Wide stretches of cultivated land began to become more prominent than stands of trees.  The mountains were far behind us and even the hills gave way to flat plains and finally to a descending series switchback and glimpses of a very large city below.
He was more than half way down before he realized the wide expanse of blue had to be the ocean.  He had known what as ocean was, but he had never truly held the concept in his mind.  Blue as the sky on a spring day -- at least in the mountains.  As the trees cleared, he could see all the way to the bay and the distant white-sailed ships that danced upon the water.
People began to watch me more carefully as I neared the city gates.  After all, the swords marked me as a dangerous man, though in truth they were the least dangerous part about me. 
"What is your business in town, stranger?" one of the guards asked.  He had a hand on his sheathed sword as though he expected me to launch myself from the saddle and attack.
"I come to visit," I answered, though I didn't say who or what I would visit.
The man looked over me, the horse and the cat.  Then he gave a nod and let us enter.

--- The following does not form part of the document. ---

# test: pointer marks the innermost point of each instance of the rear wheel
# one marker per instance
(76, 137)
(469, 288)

They were more used to strangers here, I soon realized.  That came from the port, I realized. Ships came on longer journeys than I had taken from the mountains to the shore.  I saw a plethora of different costumes, bright colors, and heard words I did not recognize.  The city called to me in ways I had not expected.
Before we had gone far, Lady Gray jumped from the horse to the ground and went off on her own work.  I had expected it, but I watched her dart up the street with some trepidation until she disappeared in the mass of people and buildings.  I rode on, up towards a tower in the distance.  I let myself watch the world around me and realized I had already become intrigued by this strange place.
"Mage," a voice said before me.
I looked up to see Lady Gray, a tall woman in fine clothing, and a bright orange cat coming my way.  People parted for this woman, whom they knew well since she had served the local lord and lady for three generations.
I swept off the horse and gave her a proper bow.  "Magestra," I greeted her.  "Your message was received and the signs read. I am here to take your place so that you can go home to the mountains."
Her ageless face turned towards the direction from which I had ridden and she smiled a little, as though she could see the mountains already. 
"You have come in good time, my friend," she said.  "Let us go to the tower and I'll introduce you to the Lord and Lady.  I will leave in a few days.  There are things you will need to know."
"I am grateful," I replied and walked beside her.  Lady Gray took her place to my left and the horse followed behind.  "The city is overwhelming -- but I find it intriguing, too."
"Yes, it is that.  I'm glad you find it interesting.  I should not like to leave you here if you were not wise enough to realize how interesting a place this is."
"And dangerous."
"Something is changing," I said and looked out at the sea.  "The signs were strong.  My service here will not be the same as yours, but I hope to do as well."
A wind blew, sudden, cold, and filled with a sense of dread that others who had no magic even stopped and looked out at sea.  Far out on the horizon, dark clouds appeared for a moment and then disappeared again in an eye blink.
Not yet, not yet: but the danger was coming.  I had little time to prepare, but I was here.  I would be ready when the clouds returned.